On Monday, the US Nuclear Regulatory Commission (NRC) announced that it has "completed its final safety evaluation" for Power Station Unit 1 of TerraPower's Natrium reactor in Kemmerer, Wyoming, adding that it found "no safety aspects that would preclude issuing the construction permit."
Co-founded by Microsoft's Gates, TerraPower received a 50-50 cost-share grant for up to $2 billion from the US Department of Energy’s Advanced Reactor Demonstration Program. The 345-megawatt sodium-cooled small modular reactor (SMR) relies upon so-called passive safety features that experts argue could potentially make nuclear accidents worse.
However, federal regulators "are loosening safety and security requirements for SMRs in ways which could cancel out any safety benefits from passive features," according to Union of Concerned Scientists nuclear power safety director Edwin Lyman.

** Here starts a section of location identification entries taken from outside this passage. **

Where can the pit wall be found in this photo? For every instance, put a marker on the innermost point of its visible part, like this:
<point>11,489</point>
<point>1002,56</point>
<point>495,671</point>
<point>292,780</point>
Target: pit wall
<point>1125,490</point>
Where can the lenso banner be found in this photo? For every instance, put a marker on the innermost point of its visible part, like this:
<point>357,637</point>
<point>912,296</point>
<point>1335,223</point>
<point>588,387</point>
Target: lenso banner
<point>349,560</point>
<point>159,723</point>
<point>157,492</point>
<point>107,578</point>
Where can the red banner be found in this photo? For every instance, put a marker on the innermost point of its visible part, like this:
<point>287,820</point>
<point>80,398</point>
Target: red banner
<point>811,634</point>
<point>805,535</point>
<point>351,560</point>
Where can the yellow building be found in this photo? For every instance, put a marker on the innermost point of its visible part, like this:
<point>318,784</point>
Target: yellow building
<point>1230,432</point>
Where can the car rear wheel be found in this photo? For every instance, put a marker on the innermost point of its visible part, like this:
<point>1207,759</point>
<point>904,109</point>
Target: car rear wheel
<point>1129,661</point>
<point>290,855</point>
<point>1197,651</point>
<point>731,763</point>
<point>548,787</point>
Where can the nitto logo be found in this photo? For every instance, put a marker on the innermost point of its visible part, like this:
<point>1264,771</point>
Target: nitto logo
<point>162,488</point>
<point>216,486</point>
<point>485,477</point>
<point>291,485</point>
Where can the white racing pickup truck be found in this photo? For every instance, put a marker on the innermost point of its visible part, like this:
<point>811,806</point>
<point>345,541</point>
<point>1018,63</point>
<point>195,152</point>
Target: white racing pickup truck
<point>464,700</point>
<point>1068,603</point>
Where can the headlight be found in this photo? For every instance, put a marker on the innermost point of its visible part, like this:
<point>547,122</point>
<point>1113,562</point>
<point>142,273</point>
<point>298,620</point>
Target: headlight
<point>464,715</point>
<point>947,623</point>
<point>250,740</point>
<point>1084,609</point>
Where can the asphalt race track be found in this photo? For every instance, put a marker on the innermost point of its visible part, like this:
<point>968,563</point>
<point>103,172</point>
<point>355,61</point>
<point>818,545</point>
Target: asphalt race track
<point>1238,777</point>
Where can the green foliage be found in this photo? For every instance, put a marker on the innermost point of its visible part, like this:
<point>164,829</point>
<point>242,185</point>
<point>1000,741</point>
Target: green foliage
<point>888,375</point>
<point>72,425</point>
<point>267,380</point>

"The only way they could pull this off is by sweeping difficult safety issues under the rug."
The reactor’s construction permit application—which was submitted in March 2024—was originally scheduled for August 2026 completion but was expedited amid political pressure from the Trump administration and Congress in order to comply with an 18-month timeline established in President Donald Trump’s Executive Order 14300.
“The NRC’s rush to complete the Kemmerer plant’s safety evaluation to meet the recklessly abbreviated schedule dictated by President Trump represents a complete abandonment of its obligation to protect public health, safety, and the environment from catastrophic nuclear power plant accidents or terrorist attacks," Lyman said in a statement Tuesday.
Lyman continued:
The only way the staff could finish its review on such a short timeline is by sweeping serious unresolved safety issues under the rug or deferring consideration of them until TerraPower applies for an operating license, at which point it may be too late to correct any problems. Make no mistake, this type of reactor has major safety flaws compared to conventional nuclear reactors that comprise the operating fleet. Its liquid sodium coolant can catch fire, and the reactor has inherent instabilities that could lead to a rapid and uncontrolled increase in power, causing damage to the reactor’s hot and highly radioactive nuclear fuel.